One of the many genres given for this album is “neo-psychedelia”, but apart from a bit of organ and a bit of backwards guitar (Poppies In The Field), there’s not a lot here that calls to mind the “archaeo-psychedelia”. Except, perhaps, the descent into guitar sounds that happens at the end of the album-closer When I Dream. It’s also an album that, although I can recall what it sounds like overall, I can’t bring to mind any particular tracks. The only Teardrop Explodes song I can think of offhand is Reward, which was a single released after this album and added to it on re-release. That kind of slightly ska, slightly New Wave feel is more or less the sound that you get on this album, which veers into the very pop-music end of the New Wave spectrum.
Julian Cope has a much more mellifluous voice with greater range than the likes of Ian Curtis that many post-punk/New Wave artists around this time seem to want to emulate. He goes there too, into that almost droning baritone, but also lifts into more traditional melodies as well. At times (say, on Second Head) he reminded me a little of Sting.

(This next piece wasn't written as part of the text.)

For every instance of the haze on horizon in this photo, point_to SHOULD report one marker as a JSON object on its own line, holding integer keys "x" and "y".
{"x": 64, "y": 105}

Drummer Gary Dwyer continues the New Wave emphasis on the lower end of the kit, but not completely avoiding cymbals and snares like the other contemporary music. David Balfe’s keyboards add a novel element, like Ray Manzarek of The Doors at times (on e.g. Sleeping Gas).

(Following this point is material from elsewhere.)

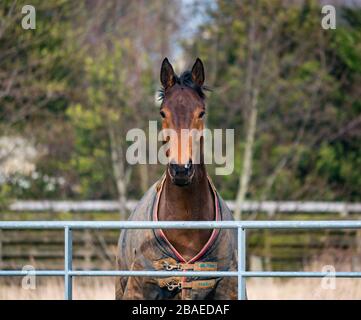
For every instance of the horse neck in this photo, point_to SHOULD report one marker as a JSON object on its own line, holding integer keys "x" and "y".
{"x": 192, "y": 202}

More than anything, I think this album prefigures a lot of the other early Eighties bands, like Duran Duran, for example, which don’t really do much for me musically and reminded me why I tend to have a bit of a lacuna in my musical taste that last through the early-mid Eighties. That said, there are some times when the style of music really works. The frenetic Went Crazy, for example. So although the album didn't grab me, neither was a it a slog to get through.